Calls for ‘cool heads’ after threats against North’s border officials

about 3 years in The Irish Times

Political calls were made for “cool heads” and “calming language” after border checks at Larne and Belfast ports in Northern Ireland were suspended amid concerns for staff safety.
Politicians from both sides of the border appearing before the Seanad Special Select Committee on the Withdrawal of the UK from the EU condemned the threats made to border inspectors.
Colin McGrath, SDLP MLA for South Down and chairman of the Stormont Executive Office Committee in the Northern Ireland Assembly, said the threats were “absolutely deplorable, “sinister and unwarranted”, and had to be “condemned roundly by all politicians of all shades”.
“We do need cool heads, calming language,” he said.
Mr McGrath urged Northern Irish politicians to be “very careful” about their comments around Brexit and the Northern Ireland protocol opposed by Unionists politicians.
“A communication or miscommunication from a politician could be considered as a heads up for people to carry out certain behaviours within the community,” he said.
He told the committee that politicians can “take the heat out” of the situation by informing people about the facts around Brexit and taking political identity out of the debate and ensuring no void is left to be filled by “social media armchair commentators” spreading misinformation.
The border problems were not down to the Northern Ireland protocol but Brexit, and there would be “significant teething problems” from the UK leaving “a major institution”, he said.
Sinn Féin MLA for Foyle Martina Anderson told the Seanad committee that people need to be sued if threats were being made on social media and people arrested if number-plates of border inspectors were being checked. She said unionists “must call on people to stop making threats”.
She noted that there did not seem to be a threat from loyalists and that the Police Service of Northern Ireland had not confirmed that these threats were coming from loyalists.
Mr McGrath urged those making the threats to recognise that those officials were working to make the Irish Sea trade border “easier and more seamless”.
He accepted that trade with Britain was being affected but he believed these difficulties would be temporary and needed to be made “as simple as possible” and “steamlined”.
“The border is still down the Irish Sea in terms of trade, but there is nobody that is going to be able to fix because they have threatened them and they have had to be taken out,” he said.
“So I would ask those that have issued the threats to actually take a step back, maybe think: is what they have done actually counterproductive?”
Senator Michael McDowell said he hoped the difficulties with paperwork and checks that have affected supermarket supplies in Northern Ireland could be “reduced to an absolute minimum” as these could “seep into a widening of support for the boycott of customs inspections”.
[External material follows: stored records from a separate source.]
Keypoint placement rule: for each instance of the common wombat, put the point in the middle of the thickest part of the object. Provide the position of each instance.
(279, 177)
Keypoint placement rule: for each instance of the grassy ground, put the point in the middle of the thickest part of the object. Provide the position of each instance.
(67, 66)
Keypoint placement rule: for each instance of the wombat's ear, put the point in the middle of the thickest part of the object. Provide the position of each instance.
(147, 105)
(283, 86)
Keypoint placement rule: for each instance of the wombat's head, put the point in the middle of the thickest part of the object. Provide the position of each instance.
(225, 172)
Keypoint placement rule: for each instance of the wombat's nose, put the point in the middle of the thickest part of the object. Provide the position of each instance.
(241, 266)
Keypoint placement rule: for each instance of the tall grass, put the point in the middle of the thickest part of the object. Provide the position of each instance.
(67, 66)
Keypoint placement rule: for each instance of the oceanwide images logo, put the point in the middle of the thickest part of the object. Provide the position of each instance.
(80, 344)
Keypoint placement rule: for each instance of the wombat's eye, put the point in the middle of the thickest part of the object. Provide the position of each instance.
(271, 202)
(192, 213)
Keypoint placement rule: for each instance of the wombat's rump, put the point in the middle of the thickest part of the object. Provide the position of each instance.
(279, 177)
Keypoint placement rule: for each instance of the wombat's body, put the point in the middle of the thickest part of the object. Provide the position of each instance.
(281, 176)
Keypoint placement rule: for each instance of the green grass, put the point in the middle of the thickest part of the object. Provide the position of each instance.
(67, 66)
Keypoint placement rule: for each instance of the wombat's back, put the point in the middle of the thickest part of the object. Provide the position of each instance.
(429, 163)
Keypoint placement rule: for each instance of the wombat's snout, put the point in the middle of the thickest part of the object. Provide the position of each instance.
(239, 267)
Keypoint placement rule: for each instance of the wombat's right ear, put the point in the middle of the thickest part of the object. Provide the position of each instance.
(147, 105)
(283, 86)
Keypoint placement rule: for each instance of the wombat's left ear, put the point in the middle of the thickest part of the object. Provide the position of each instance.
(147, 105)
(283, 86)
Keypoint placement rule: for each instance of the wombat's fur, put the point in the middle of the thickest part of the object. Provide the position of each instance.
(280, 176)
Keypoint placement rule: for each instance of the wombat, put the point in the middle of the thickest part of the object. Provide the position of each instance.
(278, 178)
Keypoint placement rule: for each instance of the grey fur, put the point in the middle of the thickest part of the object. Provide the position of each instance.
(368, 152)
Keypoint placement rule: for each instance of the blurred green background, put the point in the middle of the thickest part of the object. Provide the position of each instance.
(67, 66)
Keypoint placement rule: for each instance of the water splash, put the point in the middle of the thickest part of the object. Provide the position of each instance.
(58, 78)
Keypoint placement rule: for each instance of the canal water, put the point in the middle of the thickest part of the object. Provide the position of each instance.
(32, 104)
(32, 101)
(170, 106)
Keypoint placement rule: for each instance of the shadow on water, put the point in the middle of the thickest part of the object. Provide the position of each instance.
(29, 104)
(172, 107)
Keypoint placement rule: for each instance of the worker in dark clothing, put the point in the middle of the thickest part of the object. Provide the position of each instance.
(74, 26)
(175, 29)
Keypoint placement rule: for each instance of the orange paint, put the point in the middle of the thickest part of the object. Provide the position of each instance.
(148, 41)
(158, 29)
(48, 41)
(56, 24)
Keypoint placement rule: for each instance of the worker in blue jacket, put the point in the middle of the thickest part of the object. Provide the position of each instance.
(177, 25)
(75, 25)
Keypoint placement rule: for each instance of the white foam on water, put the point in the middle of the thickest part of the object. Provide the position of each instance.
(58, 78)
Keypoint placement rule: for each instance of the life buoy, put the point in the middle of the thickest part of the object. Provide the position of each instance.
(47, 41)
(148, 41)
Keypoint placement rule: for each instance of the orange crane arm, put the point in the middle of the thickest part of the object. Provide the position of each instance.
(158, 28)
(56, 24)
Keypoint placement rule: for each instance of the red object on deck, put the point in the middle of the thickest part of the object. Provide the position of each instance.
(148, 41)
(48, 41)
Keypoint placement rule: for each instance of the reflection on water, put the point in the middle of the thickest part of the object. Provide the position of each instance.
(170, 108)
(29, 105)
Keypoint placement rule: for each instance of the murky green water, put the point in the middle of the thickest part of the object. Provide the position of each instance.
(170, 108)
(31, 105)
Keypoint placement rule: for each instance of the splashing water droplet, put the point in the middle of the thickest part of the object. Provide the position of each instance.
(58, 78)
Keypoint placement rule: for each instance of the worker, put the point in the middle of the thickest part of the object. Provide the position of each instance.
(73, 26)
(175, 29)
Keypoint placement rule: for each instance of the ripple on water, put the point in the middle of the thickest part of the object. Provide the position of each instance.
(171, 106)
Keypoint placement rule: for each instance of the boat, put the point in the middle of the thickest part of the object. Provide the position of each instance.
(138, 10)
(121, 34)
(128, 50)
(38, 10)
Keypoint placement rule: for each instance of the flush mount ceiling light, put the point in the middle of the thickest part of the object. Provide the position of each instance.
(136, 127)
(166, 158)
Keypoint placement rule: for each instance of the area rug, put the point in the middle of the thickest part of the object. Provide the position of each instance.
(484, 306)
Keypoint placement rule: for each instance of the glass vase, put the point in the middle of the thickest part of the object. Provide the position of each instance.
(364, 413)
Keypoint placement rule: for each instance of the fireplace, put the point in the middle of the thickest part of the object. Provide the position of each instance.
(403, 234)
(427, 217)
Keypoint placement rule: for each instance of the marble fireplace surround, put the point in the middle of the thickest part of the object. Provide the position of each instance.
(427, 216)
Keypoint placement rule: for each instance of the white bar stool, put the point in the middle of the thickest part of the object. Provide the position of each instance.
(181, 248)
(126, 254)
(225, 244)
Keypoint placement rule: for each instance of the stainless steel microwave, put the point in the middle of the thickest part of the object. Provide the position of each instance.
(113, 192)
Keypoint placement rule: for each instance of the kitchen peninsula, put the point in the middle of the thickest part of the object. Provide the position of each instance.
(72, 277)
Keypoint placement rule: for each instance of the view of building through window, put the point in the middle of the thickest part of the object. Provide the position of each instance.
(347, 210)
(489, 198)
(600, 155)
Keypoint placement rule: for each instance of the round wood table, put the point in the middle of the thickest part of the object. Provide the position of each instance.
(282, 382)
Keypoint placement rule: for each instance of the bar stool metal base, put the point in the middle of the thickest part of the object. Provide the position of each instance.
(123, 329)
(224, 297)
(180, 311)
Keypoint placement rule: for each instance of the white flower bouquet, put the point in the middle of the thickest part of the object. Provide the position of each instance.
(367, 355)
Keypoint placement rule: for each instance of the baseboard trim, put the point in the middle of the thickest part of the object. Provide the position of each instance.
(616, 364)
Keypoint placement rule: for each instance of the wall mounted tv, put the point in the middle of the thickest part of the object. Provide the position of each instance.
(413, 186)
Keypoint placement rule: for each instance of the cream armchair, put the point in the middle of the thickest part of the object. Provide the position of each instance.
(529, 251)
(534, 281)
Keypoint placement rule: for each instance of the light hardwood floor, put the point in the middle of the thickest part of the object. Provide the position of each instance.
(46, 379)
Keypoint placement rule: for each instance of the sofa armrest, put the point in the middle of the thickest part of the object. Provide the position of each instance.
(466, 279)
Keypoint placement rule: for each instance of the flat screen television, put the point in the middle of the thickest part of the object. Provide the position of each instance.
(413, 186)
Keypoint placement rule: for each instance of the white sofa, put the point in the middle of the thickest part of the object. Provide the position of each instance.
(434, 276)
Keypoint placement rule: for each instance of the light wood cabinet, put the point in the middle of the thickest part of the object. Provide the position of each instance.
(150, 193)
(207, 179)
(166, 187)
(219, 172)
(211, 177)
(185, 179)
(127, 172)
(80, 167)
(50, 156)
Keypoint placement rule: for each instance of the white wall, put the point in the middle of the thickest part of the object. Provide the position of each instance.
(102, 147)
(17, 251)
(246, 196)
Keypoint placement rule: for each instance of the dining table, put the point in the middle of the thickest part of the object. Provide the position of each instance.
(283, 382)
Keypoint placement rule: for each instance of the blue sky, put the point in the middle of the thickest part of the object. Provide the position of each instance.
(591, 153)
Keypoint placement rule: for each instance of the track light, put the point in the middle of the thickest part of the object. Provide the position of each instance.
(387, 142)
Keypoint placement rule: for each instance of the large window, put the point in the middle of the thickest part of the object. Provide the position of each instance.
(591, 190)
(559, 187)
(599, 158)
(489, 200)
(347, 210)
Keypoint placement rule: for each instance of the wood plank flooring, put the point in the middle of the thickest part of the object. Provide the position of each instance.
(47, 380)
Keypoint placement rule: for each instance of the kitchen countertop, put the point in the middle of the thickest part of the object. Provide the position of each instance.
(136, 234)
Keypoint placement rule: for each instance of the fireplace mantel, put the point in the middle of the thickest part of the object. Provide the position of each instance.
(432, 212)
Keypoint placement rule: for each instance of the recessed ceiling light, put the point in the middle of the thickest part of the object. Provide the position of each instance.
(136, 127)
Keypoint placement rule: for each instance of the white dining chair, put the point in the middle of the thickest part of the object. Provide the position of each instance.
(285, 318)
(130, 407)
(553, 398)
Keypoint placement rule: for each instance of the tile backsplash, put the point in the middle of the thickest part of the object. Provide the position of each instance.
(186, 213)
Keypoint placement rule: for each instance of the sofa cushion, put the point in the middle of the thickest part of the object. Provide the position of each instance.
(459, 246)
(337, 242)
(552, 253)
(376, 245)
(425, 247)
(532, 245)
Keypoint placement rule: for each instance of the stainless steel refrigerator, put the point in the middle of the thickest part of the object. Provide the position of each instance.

Fianna Fáil senator Lisa Chambers, the committee’s chair, said that the committee’s senators “utterly condemn the intimidation of staff at the ports”.
She expressed concern that if problems remained with trade between the North and Britain and these tensions continued, there would be “difficulties” in four years when the Northern Ireland Assembly votes whether to maintain the protocol under the terms of the Brexit treaty.
“There are tensions there. They are bubbling away,” she said.